Dowell saluted with a puzzled expression. He mumbled something to his aides. The three of them marched out the hall door without looking backward.
If they caught the President's eye again, he might hold them.
"And you, Major Borodin, you aren't going to strip our city of its protection against the Christ-deniers," Delcorio said as he focused back on the battery commander.
The President should have forgotten the business of moving the gun—so much had gone on in the moments since. He hadn't forgotten, though. There was a mind inside that skull, not just a furnace of emotions.
If John Delcorio were as stupid as he was erratic, Tyl might have been able to figure out what in the Lord's name he ought best to be doing.
"Do you understand?" Delcorio insisted, pointing at the battery commander with two blunt fingers in a gesture as threatening as anything short of a gun muzzle could be.
"Yes sir," replied Major Borodin, his voice as stiff as the brace in which he held his body. "But I must tell you that I'm obeying under protest, and when I contact my superiors—"
"You needn't tell me anything, mercenary," the President interrupted without even anger to leaven the contempt in his words. "You need only do your job and collect your pay—which I assure you, your superiors show no hesitation in doing either."
"John," said Eunice Delcorio with a
shrug that dismissed everything that was going on around her at the moment. "I'm going to call my brother again. They said they couldn't raise him when I tried earlier."
"Yes, I'll talk to him myself," the President agreed, falling in step beside the short woman as he headed toward the door to their private apartments. "He'd have nothing but a ten-hectare share-crop if it weren't for me. If he thinks he can duck his responsibilities now . . . ."
"Anne," Desoix said in a low voice as Eunice's aide hesitated. She looked from her mistress to the UDB officer—and stayed.
Pedro Delcorio raised an eyebrow, then nodded to the others as he followed his uncle out of the Consistory Room. There were only four of them left: the three mercenaries and Desoix's lady friend.

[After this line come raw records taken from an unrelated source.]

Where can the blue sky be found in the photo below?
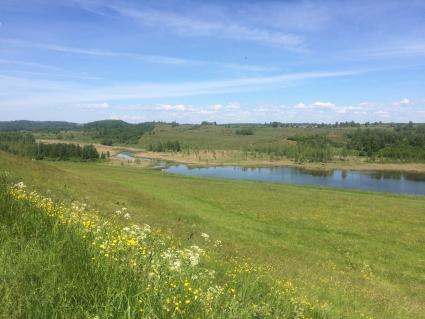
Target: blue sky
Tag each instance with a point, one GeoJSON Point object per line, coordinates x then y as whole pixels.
{"type": "Point", "coordinates": [224, 61]}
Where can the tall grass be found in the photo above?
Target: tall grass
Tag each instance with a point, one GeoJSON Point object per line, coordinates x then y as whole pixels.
{"type": "Point", "coordinates": [65, 261]}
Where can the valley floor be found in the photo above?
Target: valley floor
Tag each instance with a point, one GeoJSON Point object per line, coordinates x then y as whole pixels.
{"type": "Point", "coordinates": [361, 253]}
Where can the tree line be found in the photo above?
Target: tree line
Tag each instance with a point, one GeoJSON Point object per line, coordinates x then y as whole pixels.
{"type": "Point", "coordinates": [403, 142]}
{"type": "Point", "coordinates": [24, 144]}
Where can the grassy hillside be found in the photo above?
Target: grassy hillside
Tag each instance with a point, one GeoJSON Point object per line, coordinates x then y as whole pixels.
{"type": "Point", "coordinates": [360, 253]}
{"type": "Point", "coordinates": [225, 137]}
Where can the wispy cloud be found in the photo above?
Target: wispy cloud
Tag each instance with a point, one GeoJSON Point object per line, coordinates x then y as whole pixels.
{"type": "Point", "coordinates": [28, 64]}
{"type": "Point", "coordinates": [94, 52]}
{"type": "Point", "coordinates": [103, 105]}
{"type": "Point", "coordinates": [191, 26]}
{"type": "Point", "coordinates": [78, 94]}
{"type": "Point", "coordinates": [158, 59]}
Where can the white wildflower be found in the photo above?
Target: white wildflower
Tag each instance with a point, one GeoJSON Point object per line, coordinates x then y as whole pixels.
{"type": "Point", "coordinates": [205, 236]}
{"type": "Point", "coordinates": [20, 185]}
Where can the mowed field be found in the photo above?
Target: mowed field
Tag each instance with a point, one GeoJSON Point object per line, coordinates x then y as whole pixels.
{"type": "Point", "coordinates": [361, 253]}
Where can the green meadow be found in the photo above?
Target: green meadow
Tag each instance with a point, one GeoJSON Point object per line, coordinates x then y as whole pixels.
{"type": "Point", "coordinates": [359, 253]}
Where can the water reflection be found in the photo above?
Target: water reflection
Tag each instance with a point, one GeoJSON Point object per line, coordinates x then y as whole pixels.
{"type": "Point", "coordinates": [382, 181]}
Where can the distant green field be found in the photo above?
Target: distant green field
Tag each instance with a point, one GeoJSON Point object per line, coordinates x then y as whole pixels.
{"type": "Point", "coordinates": [224, 137]}
{"type": "Point", "coordinates": [362, 253]}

The four of them, and the smell of fear.
Chapter Sixteen
"Let's get out of here," Koopman said.
Charles Desoix's heart leaped in agreement—then bobbed back to normalcy when he realized that the Slammers officer meant only to get out of the Consistory Room, onto the porch where the air held fewer memories of the immediate past.
Sure,Koopman was the stolid sort who probably didn't realize how badly things were going . . . and Charles Desoix wasn't going to support a mutiny, wasn't going to desert his employers because of trouble that hadn't—if you wanted to be objective about it—directly threatened the United Defense Batteries at all.
It was hard to be objective when you were surrounded by a mob of perhaps fifty thousand people, screaming for blood and quite literally tearing a man to pieces.
They were welcome to Berne—he was just as crooked as the bull-horn had claimed. But . . . .
"What did you say, Charles?"Anne asked—which meant that Desoix had been speaking things that he shouldn't even have been thinking.
He hugged her reflexively. She jumped, also by reflex because she didn't try to draw further away when she thought about the situation. Major Borodin didn't appear to notice her to care.